Second, the court disposed of arguments regarding the standard-form disclaimers on the COI. Because the representation that T-Mobile USA was an additional insured had been specifically written into the COI it trumped the general, preprinted, boilerplate disclaimers. In addition, the purpose of a COI is to inform an additional insured of its status under the policy, and to allow the disclaimers to overcome the specific representations in the COI meaningless would make the entire COI pointless. The court characterized such an outcome as rendering the COI entirely lacking in informational value, and allowing it to set a trap for the certificate holder.

Third, the court distinguished prior authority holding that the COI, although informing the recipient that insurance has been obtained, is not the equivalent of an insurance policy. That authority arose in the context of COIs that were issued by the policyholder’s broker — not the insurer’s agent — and did not purport to confer additional insured status.

This case involved explicit representations of additional insured status, made by the insurer’s agent, and the fact that those representations were made in a COI was incidental. As the court reiterated, “An agent’s authorized or apparently authorized representation is a representation, whether it is transmitted via letter, e-mail, certificate of insurance, or something else.” 

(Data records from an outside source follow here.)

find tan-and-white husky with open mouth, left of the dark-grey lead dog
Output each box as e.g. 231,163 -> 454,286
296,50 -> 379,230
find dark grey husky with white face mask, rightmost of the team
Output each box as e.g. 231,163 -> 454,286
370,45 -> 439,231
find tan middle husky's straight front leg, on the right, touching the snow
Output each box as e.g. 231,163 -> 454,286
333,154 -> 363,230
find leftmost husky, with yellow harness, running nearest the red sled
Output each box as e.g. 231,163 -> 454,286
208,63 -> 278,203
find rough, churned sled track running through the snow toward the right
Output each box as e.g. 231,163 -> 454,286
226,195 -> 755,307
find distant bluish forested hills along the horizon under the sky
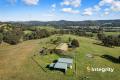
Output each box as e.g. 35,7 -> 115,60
3,19 -> 120,28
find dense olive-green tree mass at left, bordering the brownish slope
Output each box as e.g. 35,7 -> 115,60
0,25 -> 52,45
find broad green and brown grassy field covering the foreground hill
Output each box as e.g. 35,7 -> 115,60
0,35 -> 120,80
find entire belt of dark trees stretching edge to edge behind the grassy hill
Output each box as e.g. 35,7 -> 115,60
0,24 -> 120,47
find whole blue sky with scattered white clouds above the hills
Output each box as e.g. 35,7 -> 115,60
0,0 -> 120,21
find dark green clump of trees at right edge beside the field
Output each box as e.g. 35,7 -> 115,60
97,33 -> 120,47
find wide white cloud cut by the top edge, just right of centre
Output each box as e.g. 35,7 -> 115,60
61,0 -> 81,7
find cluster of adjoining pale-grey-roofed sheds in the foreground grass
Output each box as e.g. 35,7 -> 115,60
49,58 -> 73,72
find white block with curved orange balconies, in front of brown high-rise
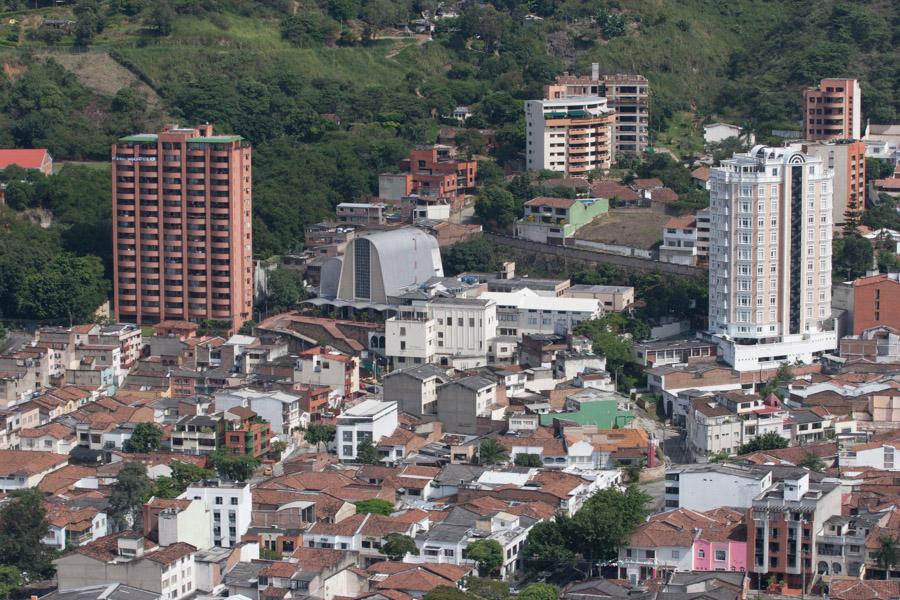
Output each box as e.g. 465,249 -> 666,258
525,96 -> 615,176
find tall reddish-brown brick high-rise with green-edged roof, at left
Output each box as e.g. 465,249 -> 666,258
112,125 -> 253,329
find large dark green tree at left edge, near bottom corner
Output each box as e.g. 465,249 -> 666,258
0,488 -> 56,585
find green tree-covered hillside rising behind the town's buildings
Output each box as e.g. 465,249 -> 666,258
0,0 -> 900,324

Finally, the court disagreed with public policy arguments raised by the American Property and Casualty Insurance Association, which filed an amicus brief asserting that fundamental contract certainty would be undermined by allowing a COI to supplant policy terms. To the contrary, the court held that public policy was better advanced by binding insurance companies to the representations of their agents made with actual or apparent authority. 

T-Mobile offers a commonsense approach to analyzing the impact of a COI furnished by the insurer’s agent. Contracting parties frequently negotiate for one party to procure insurance that benefits the other. Because the would-be additional insured is outside of the insurer-policyholder relationship, that party commonly has no choice but to rely upon representations — such as those found in the COI in TMobile — regarding its coverage status. 

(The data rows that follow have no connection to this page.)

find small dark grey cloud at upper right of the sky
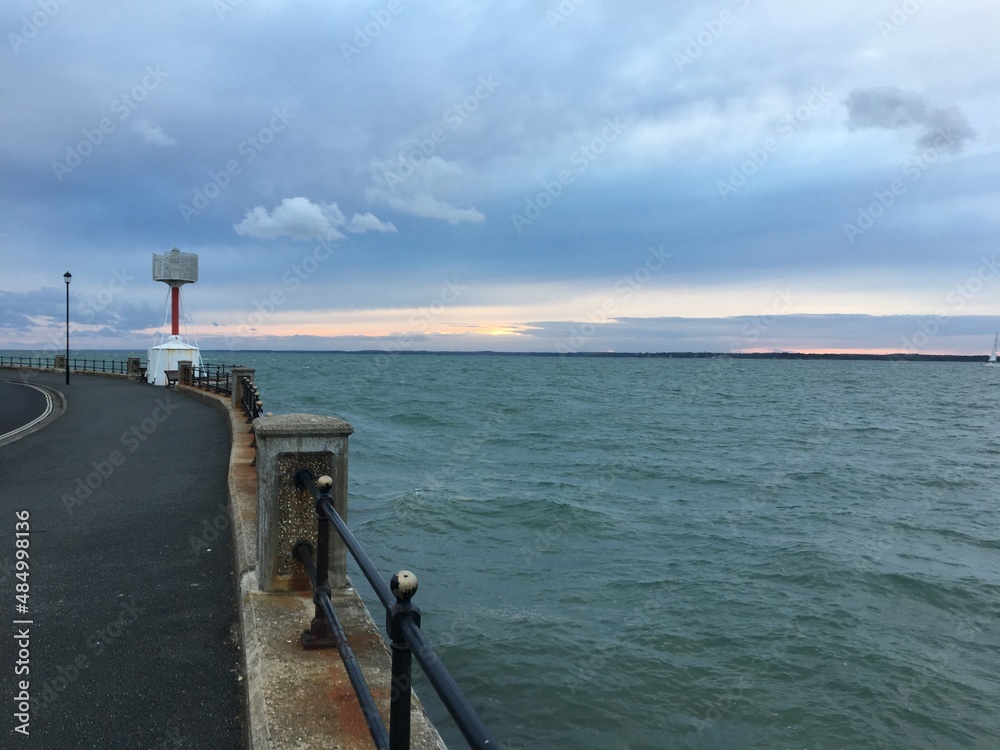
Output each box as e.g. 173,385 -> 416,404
845,86 -> 976,154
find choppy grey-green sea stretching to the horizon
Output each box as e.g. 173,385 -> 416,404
15,352 -> 1000,750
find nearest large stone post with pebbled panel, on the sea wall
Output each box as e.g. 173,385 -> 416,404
253,414 -> 354,591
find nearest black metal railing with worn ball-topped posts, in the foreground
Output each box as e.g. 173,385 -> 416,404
292,468 -> 500,750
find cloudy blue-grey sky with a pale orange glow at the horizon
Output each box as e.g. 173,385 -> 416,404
0,0 -> 1000,354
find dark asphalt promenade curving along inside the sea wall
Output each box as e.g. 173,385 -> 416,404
0,372 -> 243,750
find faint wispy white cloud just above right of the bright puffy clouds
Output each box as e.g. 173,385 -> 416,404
365,154 -> 486,224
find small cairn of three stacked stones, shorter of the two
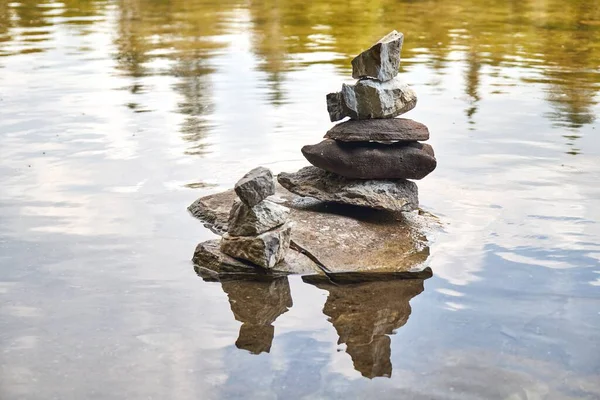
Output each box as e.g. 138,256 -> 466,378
221,167 -> 291,269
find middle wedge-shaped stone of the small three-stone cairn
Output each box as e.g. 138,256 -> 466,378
227,200 -> 290,236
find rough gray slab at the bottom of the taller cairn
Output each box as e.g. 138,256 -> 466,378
277,167 -> 419,212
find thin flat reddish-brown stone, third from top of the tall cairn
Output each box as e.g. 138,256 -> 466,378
325,118 -> 429,142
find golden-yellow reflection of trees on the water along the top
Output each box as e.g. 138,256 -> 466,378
0,0 -> 600,131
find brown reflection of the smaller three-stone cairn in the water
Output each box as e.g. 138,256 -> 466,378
196,269 -> 292,354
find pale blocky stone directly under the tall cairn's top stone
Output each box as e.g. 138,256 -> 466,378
327,77 -> 417,122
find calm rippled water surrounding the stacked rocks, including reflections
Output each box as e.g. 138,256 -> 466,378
0,0 -> 600,400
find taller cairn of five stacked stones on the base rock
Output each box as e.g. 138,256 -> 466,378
279,31 -> 437,212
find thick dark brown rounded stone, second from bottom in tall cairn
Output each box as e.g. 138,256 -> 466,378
302,139 -> 437,179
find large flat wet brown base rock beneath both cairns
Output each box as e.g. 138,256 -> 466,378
188,181 -> 435,282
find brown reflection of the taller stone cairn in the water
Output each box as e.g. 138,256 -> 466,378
304,279 -> 423,378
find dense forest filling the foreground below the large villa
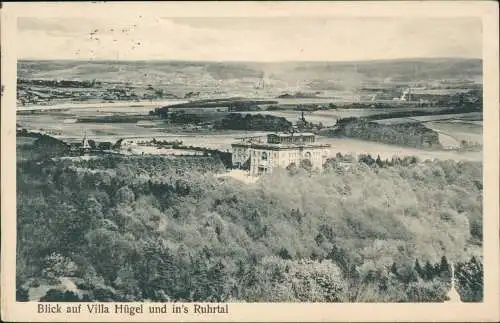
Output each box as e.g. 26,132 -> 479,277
16,139 -> 483,302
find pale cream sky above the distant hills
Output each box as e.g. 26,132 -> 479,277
16,15 -> 482,62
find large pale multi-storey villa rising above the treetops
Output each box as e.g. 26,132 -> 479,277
232,133 -> 330,176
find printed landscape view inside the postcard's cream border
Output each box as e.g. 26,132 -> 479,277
2,3 -> 498,322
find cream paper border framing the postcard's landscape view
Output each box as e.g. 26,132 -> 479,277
1,1 -> 500,322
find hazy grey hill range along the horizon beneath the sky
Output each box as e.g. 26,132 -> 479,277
18,58 -> 482,84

Although in T-Mobile, the additional insured status was conferred on an entity that was not a party to the underlying contract with the policyholder, its holding that the agent of the insurer’s specific representations overcomes boilerplate form disclaimers is a win for policyholders and entities asserting additional insured status. The opinion not only provides protection for such parties in Washington, but also lays out principled arguments that potential additional insureds may use to pursue their contractual rights in other jurisdictions.

Would-be additional insureds are advised to request COIs or other written representations from the insurer’s agent to reap the greatest potential benefit from this decision. As discussed above, however, that may not always be possible because COIs are not always issued by the insurer’s agent — they might instead be issued by the policyholder’s broker. Despite this decision, a best practice for would-be additional insureds is to obtain not just a COI, but the actual additional insured endorsements, or the entire policy itself, and to analyze those to make sure they are consistent with the coverage being requested from the contracting party.